In Herbalife International, Inc. v. Zainl K.A. Haider Herbalife International of America brought UDRP proceedings in relation to the Respondent’s registration of the domain name uaeherbalife.com.
The Complainant requested transfer of the name on the following grounds:
1. the domain uaeherbalife.com is confusingly similar to its trademarks
2. The Respondent has no rights or legitimate interests in the domain and are not using the domain to sell goods and/or services and;
3. The Respondent’s registration and use is in bad faith as it is attempting to pass itself off as Complainant for commercial gain to disrupt the complainant’s business.

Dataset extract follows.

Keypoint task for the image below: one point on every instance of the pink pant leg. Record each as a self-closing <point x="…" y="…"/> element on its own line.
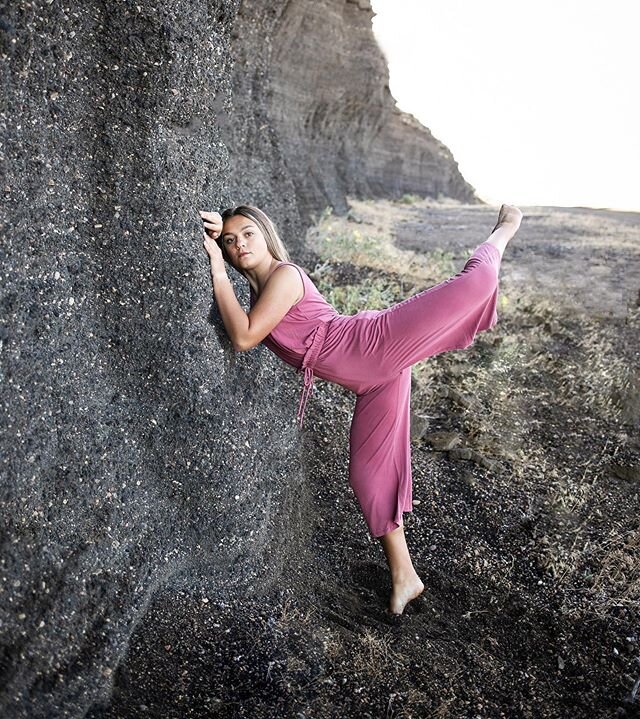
<point x="445" y="317"/>
<point x="380" y="454"/>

The Respondent responded by pointing out it was legitimately selling genuine Herballife products in a country where the complainant had no trademark rights or did business. Neither had the Respondent ever given the appearance of being related in any way to the Complainant. The Respondent also argued there were many other third party domains incorporating the Complainant’s trademark.

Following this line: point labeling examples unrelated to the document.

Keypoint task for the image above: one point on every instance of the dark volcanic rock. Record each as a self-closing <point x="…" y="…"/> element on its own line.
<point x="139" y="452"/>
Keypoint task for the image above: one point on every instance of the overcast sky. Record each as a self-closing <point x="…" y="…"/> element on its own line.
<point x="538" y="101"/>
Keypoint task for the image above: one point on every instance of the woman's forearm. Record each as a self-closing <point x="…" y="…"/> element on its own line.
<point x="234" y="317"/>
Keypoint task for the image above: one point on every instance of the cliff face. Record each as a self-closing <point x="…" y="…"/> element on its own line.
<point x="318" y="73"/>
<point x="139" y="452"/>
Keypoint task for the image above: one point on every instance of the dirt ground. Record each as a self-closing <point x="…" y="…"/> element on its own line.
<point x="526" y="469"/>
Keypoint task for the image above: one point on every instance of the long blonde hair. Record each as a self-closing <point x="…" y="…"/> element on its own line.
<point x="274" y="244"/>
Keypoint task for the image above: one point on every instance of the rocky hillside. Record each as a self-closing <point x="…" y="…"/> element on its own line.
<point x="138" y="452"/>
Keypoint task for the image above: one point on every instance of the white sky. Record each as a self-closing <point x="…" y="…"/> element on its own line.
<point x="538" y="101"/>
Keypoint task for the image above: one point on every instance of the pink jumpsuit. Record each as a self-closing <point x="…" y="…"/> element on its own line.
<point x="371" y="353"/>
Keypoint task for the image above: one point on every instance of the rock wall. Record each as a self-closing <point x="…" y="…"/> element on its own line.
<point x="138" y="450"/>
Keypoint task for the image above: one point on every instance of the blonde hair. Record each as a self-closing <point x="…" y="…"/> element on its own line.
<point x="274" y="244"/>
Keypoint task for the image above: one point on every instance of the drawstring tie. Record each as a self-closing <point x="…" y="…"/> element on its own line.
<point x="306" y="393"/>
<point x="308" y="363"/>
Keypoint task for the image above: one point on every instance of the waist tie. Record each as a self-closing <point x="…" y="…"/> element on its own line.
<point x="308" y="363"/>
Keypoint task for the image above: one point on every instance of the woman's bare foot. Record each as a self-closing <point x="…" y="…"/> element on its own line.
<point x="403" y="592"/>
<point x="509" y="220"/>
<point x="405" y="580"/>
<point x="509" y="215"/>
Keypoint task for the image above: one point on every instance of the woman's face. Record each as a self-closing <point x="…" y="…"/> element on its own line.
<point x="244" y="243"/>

The Respondent didn’t dispute the contention it didn’t have trademark rights in the UAE or that there were 13 third party domains which also incorporated their trademarks and against whom it hadn’t ever brought enforcement action.
The Panel, the National Arbitration Forum, found the Complainant had trademark rights under s4(a)(i) of the UDRP Policy, even if they didn’t have rights in the country the Respondent resided in. The Complainant successfully argued that the domain name is confusingly similar to their trademark insofar as it only adds the geographic indicator UAE, and was therefore confusingly similar to Complainant’s trademark under 4(a)(i). Two previous decisions were cited where it had been held that merely adding a geographic term to the end of a domain name won’t prevent the name from being confusingly similar. The Panel stated a domain name consisting of a well-known mark, with a geographically descriptive term added would be confusingly similar to the mark.
However as the respondent hadn’t proved bad faith registration and use under Policy 4(a)(iii) it decided it wasn’t necessary to determine whether the other two elements were satisfied under the UDRP policy.
However, in most cases, merely adding a geographic indicator to a trademark does not sufficiently distinguish a domain name from a trademark and a wouldn’t entitle a Respondent’s the right to the domain name.
However, where a trademark owner fails to protects it’s name and there are other domain names in existence in countries which also incorporate their trademark, a Respondent may have a better chance of retaining the domain name.